第17話 修学旅行、二日目です

 2日目は朝から班ごとでの自由行動。自由行動と言っても前もって、どこを回るのかを申請しているわけだが。ちなみにうちの班では、八坂神社へ行き、京都タワーへ行って付近で昼食、伏見稲荷大社の近場を回る予定になっている。

 一晩明けて体の重さもだいぶ楽になった。やはり慣れない長距離移動で、疲れていたのだろう。そう思うことにする。思い込みは以外と有効だから……そうすれば今日一日ぐらい、持つだろう。

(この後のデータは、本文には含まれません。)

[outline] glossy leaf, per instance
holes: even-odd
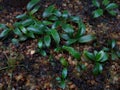
[[[45,43],[46,47],[50,47],[51,38],[50,38],[49,35],[46,35],[46,36],[44,37],[44,43]]]
[[[62,14],[59,10],[54,10],[53,14],[55,14],[56,16],[60,17]]]
[[[12,39],[12,43],[13,43],[13,44],[15,44],[15,45],[18,45],[18,44],[19,44],[19,40],[18,40],[18,39],[13,38],[13,39]]]
[[[13,32],[14,32],[16,35],[18,35],[18,36],[22,36],[22,32],[20,31],[19,28],[15,28],[15,29],[13,30]]]
[[[20,26],[20,30],[24,33],[24,34],[27,34],[27,29],[23,26]]]
[[[39,47],[39,48],[42,48],[42,47],[43,47],[43,42],[42,42],[41,39],[39,39],[39,41],[38,41],[38,47]]]
[[[27,4],[27,10],[32,9],[40,0],[31,0],[28,4]]]
[[[40,52],[40,54],[41,54],[42,56],[46,56],[46,55],[47,55],[47,53],[46,53],[44,50],[40,50],[39,52]]]
[[[44,25],[51,25],[52,22],[44,20],[44,21],[43,21],[43,24],[44,24]]]
[[[70,20],[75,22],[75,23],[78,23],[81,21],[80,17],[79,16],[71,16],[70,17]]]
[[[34,21],[33,21],[31,18],[29,18],[29,19],[26,19],[25,21],[23,21],[23,22],[22,22],[22,25],[23,25],[23,26],[29,26],[29,25],[31,25],[33,22],[34,22]]]
[[[100,61],[104,55],[104,51],[97,52],[97,54],[95,55],[96,61]]]
[[[35,27],[35,26],[32,26],[32,25],[27,27],[27,30],[29,32],[33,32],[35,34],[41,34],[42,33],[42,31],[38,27]]]
[[[62,29],[66,32],[66,33],[73,33],[73,27],[70,24],[64,24],[62,25]]]
[[[102,64],[96,63],[94,66],[94,69],[93,69],[93,74],[98,75],[98,74],[102,73],[102,71],[103,71]]]
[[[79,43],[86,43],[94,40],[96,37],[94,35],[85,35],[79,38]]]
[[[49,17],[53,13],[54,9],[55,9],[54,5],[51,5],[48,8],[46,8],[45,11],[43,12],[43,15],[42,15],[43,18]]]
[[[33,32],[28,32],[26,35],[27,35],[27,37],[35,38],[35,35]]]
[[[62,78],[65,79],[67,77],[67,74],[68,74],[68,70],[67,70],[67,68],[64,68],[62,70]]]
[[[39,10],[40,6],[35,6],[31,11],[30,14],[34,14]]]
[[[78,39],[68,39],[68,40],[66,41],[66,44],[67,44],[67,45],[74,44],[75,42],[77,42],[77,40],[78,40]]]
[[[1,33],[0,33],[0,38],[6,37],[10,32],[10,29],[4,29]]]
[[[118,59],[117,55],[114,52],[111,53],[111,59],[112,60],[117,60]]]
[[[103,10],[102,9],[97,9],[97,10],[93,11],[94,18],[100,17],[102,15],[103,15]]]
[[[20,36],[20,37],[19,37],[19,41],[25,41],[25,40],[27,40],[27,37],[26,37],[26,36]]]
[[[6,25],[5,24],[0,24],[0,29],[5,29]]]
[[[112,39],[111,41],[109,41],[109,46],[113,49],[116,46],[116,40]]]
[[[26,13],[16,16],[17,19],[25,19],[27,17]]]
[[[66,59],[65,58],[60,58],[60,62],[61,62],[61,64],[64,66],[64,67],[67,67],[68,66],[68,62],[66,61]]]
[[[110,3],[109,0],[103,0],[103,1],[102,1],[102,4],[103,4],[104,6],[108,5],[109,3]]]
[[[84,55],[85,55],[86,58],[88,58],[90,60],[95,60],[95,56],[88,51],[84,51]]]
[[[64,10],[63,13],[62,13],[62,17],[67,19],[68,16],[70,16],[69,12],[67,10]]]
[[[110,3],[106,6],[106,9],[115,9],[118,8],[118,5],[116,3]]]
[[[69,37],[68,34],[61,34],[61,37],[62,37],[63,39],[65,39],[65,40],[69,40],[69,39],[70,39],[70,37]]]
[[[51,29],[51,35],[53,39],[55,40],[56,44],[58,45],[60,43],[60,36],[56,29]]]
[[[69,46],[63,46],[62,48],[66,50],[67,52],[69,52],[76,59],[80,59],[80,56],[81,56],[80,53],[76,51],[74,48],[69,47]]]
[[[60,82],[60,87],[61,87],[62,89],[65,89],[66,83],[65,83],[64,80]]]
[[[117,12],[114,11],[114,10],[108,10],[108,13],[112,16],[116,16],[117,15]]]
[[[61,25],[61,21],[56,21],[55,23],[53,23],[52,29],[55,29],[55,28],[59,27],[60,25]]]
[[[92,3],[94,6],[100,7],[100,3],[98,2],[98,0],[92,0]]]

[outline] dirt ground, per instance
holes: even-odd
[[[119,0],[115,0],[120,4]],[[93,19],[91,11],[91,0],[43,0],[41,11],[45,7],[56,4],[60,10],[68,10],[72,15],[78,15],[82,18],[86,25],[86,32],[95,34],[97,45],[76,44],[79,51],[83,50],[100,50],[106,46],[106,42],[110,39],[117,41],[117,47],[120,48],[120,8],[118,8],[118,15],[111,17],[104,15],[98,19]],[[13,7],[10,5],[3,5],[0,9],[0,23],[8,26],[17,21],[16,15],[22,14],[26,11],[26,7]],[[93,64],[86,61],[77,61],[66,53],[54,53],[53,47],[48,52],[52,58],[41,56],[35,53],[37,50],[37,39],[27,40],[20,43],[19,46],[14,46],[11,43],[11,38],[0,41],[0,68],[7,66],[7,56],[12,55],[18,59],[17,65],[13,71],[0,70],[0,90],[7,90],[7,87],[12,83],[12,90],[62,90],[58,82],[55,80],[57,76],[61,75],[63,66],[60,64],[59,58],[65,57],[69,62],[67,85],[65,90],[119,90],[120,88],[120,59],[109,60],[104,65],[102,74],[94,76],[92,73]],[[85,71],[78,71],[75,63],[84,63],[87,65]],[[22,65],[22,66],[19,66]],[[10,73],[12,73],[12,79]]]

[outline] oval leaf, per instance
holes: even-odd
[[[56,44],[58,45],[60,42],[60,36],[59,36],[57,30],[51,29],[51,35],[52,35],[53,39],[55,40]]]
[[[81,36],[78,40],[79,43],[86,43],[94,40],[96,37],[94,35]]]
[[[46,47],[50,47],[51,38],[50,38],[49,35],[46,35],[46,36],[44,37],[44,43],[45,43]]]
[[[69,52],[76,59],[80,59],[80,56],[81,56],[80,53],[76,51],[74,48],[69,47],[69,46],[63,46],[62,48],[66,50],[67,52]]]
[[[27,10],[32,9],[40,0],[31,0],[28,4],[27,4]]]

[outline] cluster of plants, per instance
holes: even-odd
[[[116,9],[118,5],[116,3],[111,3],[110,0],[92,0],[93,6],[96,7],[96,10],[92,12],[94,18],[102,16],[105,12],[109,13],[112,16],[116,16]]]
[[[86,35],[86,28],[79,16],[72,16],[67,10],[60,11],[54,5],[49,6],[44,10],[42,15],[38,18],[36,12],[39,11],[38,5],[40,0],[31,0],[27,5],[27,12],[16,16],[17,22],[9,27],[5,24],[0,24],[0,39],[7,39],[8,36],[14,35],[12,43],[19,45],[27,39],[38,39],[38,53],[46,56],[45,49],[50,49],[55,44],[54,52],[67,52],[77,60],[81,60],[83,54],[88,60],[94,63],[93,73],[98,75],[102,73],[103,65],[111,56],[112,60],[120,58],[120,52],[116,50],[116,41],[111,40],[107,47],[101,51],[94,50],[93,52],[77,51],[73,45],[87,43],[95,40],[95,35]],[[105,9],[101,9],[101,5],[97,0],[93,0],[93,5],[98,9],[93,12],[94,17],[97,18],[103,15],[104,11],[108,11],[111,15],[116,15],[113,11],[118,6],[115,3],[110,3],[109,0],[103,0],[102,4]],[[110,52],[110,53],[109,53]],[[10,64],[13,62],[9,60]],[[61,58],[60,63],[63,65],[63,70],[60,77],[56,80],[59,82],[61,88],[65,88],[68,76],[68,62]],[[11,65],[10,65],[11,66]],[[81,66],[83,69],[84,65]]]

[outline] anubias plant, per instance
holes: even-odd
[[[88,51],[84,51],[84,55],[87,59],[93,61],[95,63],[93,68],[93,74],[98,75],[103,71],[103,64],[108,60],[108,54],[104,51],[94,51],[90,53]]]
[[[68,74],[68,62],[66,61],[65,58],[61,57],[60,58],[60,63],[62,64],[63,66],[63,70],[62,70],[62,73],[61,73],[61,77],[57,77],[56,80],[58,81],[60,87],[62,89],[65,89],[66,87],[66,82],[67,82],[67,74]]]
[[[104,51],[109,52],[112,60],[120,58],[120,49],[117,47],[116,40],[112,39],[108,41],[108,47],[103,48]]]
[[[10,32],[17,36],[12,39],[14,44],[19,44],[20,41],[28,38],[39,38],[38,52],[43,56],[47,55],[44,48],[49,48],[52,41],[56,46],[60,46],[60,44],[71,45],[76,42],[86,43],[95,39],[94,35],[85,35],[85,25],[80,17],[72,16],[66,10],[60,12],[54,5],[46,8],[39,20],[35,15],[40,8],[37,4],[39,1],[31,0],[27,5],[28,11],[16,17],[19,21],[15,22],[12,28],[1,24],[0,28],[4,30],[0,38],[6,37]]]
[[[102,3],[98,0],[92,0],[92,3],[97,8],[92,12],[94,18],[102,16],[105,12],[108,12],[112,16],[117,14],[115,9],[118,8],[118,5],[116,3],[110,3],[110,0],[102,0]]]

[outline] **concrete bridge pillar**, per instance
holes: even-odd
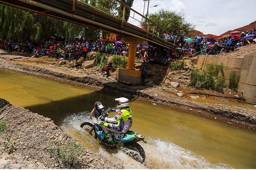
[[[123,82],[134,85],[140,84],[141,81],[141,72],[134,70],[136,50],[138,44],[147,44],[148,41],[133,37],[122,37],[121,41],[129,44],[129,55],[126,68],[118,68],[116,69],[116,78]]]

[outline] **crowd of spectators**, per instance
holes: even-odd
[[[143,60],[146,63],[156,63],[166,64],[189,55],[223,54],[230,51],[234,51],[236,48],[249,44],[254,42],[253,38],[249,41],[243,38],[250,35],[256,35],[255,29],[251,33],[242,33],[240,38],[230,35],[226,38],[219,37],[218,39],[212,37],[196,37],[188,41],[188,35],[185,33],[175,35],[167,35],[168,41],[176,45],[176,48],[170,50],[162,47],[148,45],[139,44],[137,46],[136,57]],[[165,39],[165,33],[157,36]],[[253,37],[253,38],[254,38]],[[219,37],[218,37],[219,38]],[[192,40],[192,41],[191,41]],[[209,47],[212,47],[212,48]],[[87,53],[99,51],[112,55],[128,56],[129,52],[129,44],[118,44],[114,42],[99,40],[92,40],[88,41],[73,40],[72,41],[57,41],[51,39],[41,41],[25,42],[0,40],[0,48],[8,50],[11,53],[14,51],[20,53],[35,53],[42,56],[59,58],[62,57],[70,61],[78,59],[80,57],[86,57]]]

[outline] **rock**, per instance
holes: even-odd
[[[84,57],[81,57],[79,58],[79,59],[78,59],[78,60],[77,60],[77,64],[79,65],[81,64],[82,63],[83,63],[83,62],[84,61],[84,60],[85,60],[85,59],[84,58]]]
[[[20,169],[20,166],[18,164],[10,164],[9,165],[10,165],[10,169]]]
[[[86,60],[91,60],[95,58],[96,56],[96,52],[90,52],[88,53],[86,55]]]
[[[88,69],[88,68],[91,68],[94,66],[96,66],[96,62],[95,61],[95,59],[93,59],[84,62],[82,63],[82,66],[81,68],[82,69]]]
[[[179,97],[182,97],[183,95],[183,94],[181,93],[176,93],[176,94],[178,95],[178,96]]]
[[[65,60],[61,60],[59,63],[59,64],[60,65],[63,65],[66,63],[66,61]]]
[[[180,87],[180,85],[179,83],[177,83],[177,82],[173,82],[172,81],[171,82],[171,84],[175,88],[176,87]]]
[[[71,62],[69,63],[69,65],[71,67],[74,67],[77,65],[77,63],[76,62],[76,60],[72,60]]]
[[[196,97],[196,96],[189,96],[189,97],[191,99],[197,99],[197,98]]]

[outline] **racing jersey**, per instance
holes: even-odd
[[[105,119],[105,121],[108,123],[117,124],[119,126],[120,131],[126,133],[132,127],[132,113],[130,108],[121,110],[115,109],[117,113],[113,118]]]

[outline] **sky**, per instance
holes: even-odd
[[[196,26],[195,29],[204,34],[217,35],[250,24],[256,20],[253,0],[150,0],[149,13],[164,9],[179,13],[186,20]],[[132,8],[143,14],[143,0],[134,0]],[[145,6],[147,13],[148,1]],[[157,5],[157,6],[153,6]],[[130,16],[133,16],[131,12]],[[134,15],[134,18],[141,20]],[[128,22],[136,26],[139,22],[129,19]]]

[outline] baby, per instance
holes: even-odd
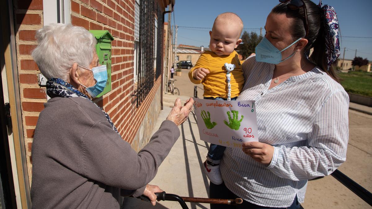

 そんなわけで現在は八坂神社の見学を終えて、京都タワーを登って街並みを一望していた。


「おぉ……」


 遠くを見る分にはまだマシではあるが、近いところを見ると何か……ぞわっとするな。けれど見える景色は美しくも感じる。……と言うか人って何で、高いところが好きなんだろう。


「あら?その反応、キミは高い所は苦手?」


 景色を眺めていると古詠こよみさんが声を掛けてくる。


「なしてそう思った?」

「キミ、一回窓際に行ったきり、近づこうとしてないでしょ?一歩引いたところで見てるから、そうかなぁって思ったの」

「よく見ている事で」


「みんな集まって!そろそろ降りて、お昼に行くよ!」


 そんな話をしていると班長から集合の声が掛かる。古詠さんは何かを言おうとしたが取り止める。


「行くか」

「そうね」



         ◆◇◆◇◆



 昼食を取り、私たちは伏見稲荷大社へ来ていた。これからこの山を登るのか……。少し考えていると、班長と話し終えた古詠さんがこちらにやって来た。


「今日は調子が良さそうね」

「……おかげさまで、昨日よりは」


 まだ調子が悪いのではないかと疑われていたのか。……当然か、昨日の時点でかなり気にかけてくれていた。それなら今日も気にするか。……せっかくの修学旅行でかなり迷惑掛けてるな。一言謝って


「先に言っておくけど、すまないとかごめんは、いらないよ」


 おくか……って、思考を先読みされた。なぜか聞いておくか。


「理由を聞いても?」

「昨日も言ったわよ?私がしたいようにしているだけ」

「本当に、それだけ?正直言って、迷惑でしょ。体調不良の人がいると、素直に楽しめないでしょ?」

「あら?体調不良なことをようやく認めたわね」

「なっ」

「大方一晩休んで、昨日よりはマシにはなったけど、一日動き回るほどの体力は戻ってないんじゃない?」


 何処までもお見通しだったようだ。実際、まだ行けるまだ歩ける、と思いながら行動していたが、実際の伏見稲荷大社を見て、山頂までは持ちそうにないと感じていた。さて……


「古詠さん言う通りだよ。さすがに山登りの体力までは、戻ってないわ。という訳で、自分は下で待ってるって、班長に伝えてくるわ」

「待って」


 班長のもとへ行こうとすると古詠さんに呼び止められる。


「班長には私から伝えてあるわ。よく周りを見てみなさい。もうみんな先に行って、ここには居ないでしょ」

「えっ?」


 辺りを見回すと確かに、古詠さん以外の班員は居なかった。


「下山したら連絡が来るから、私たちはこの辺で休んでおきましょ」

「じゃあ、そうするか」


 取り敢えず古詠さんに従っておく。

 なんだか今回は古詠さんに迷惑掛けてばかりだなぁ。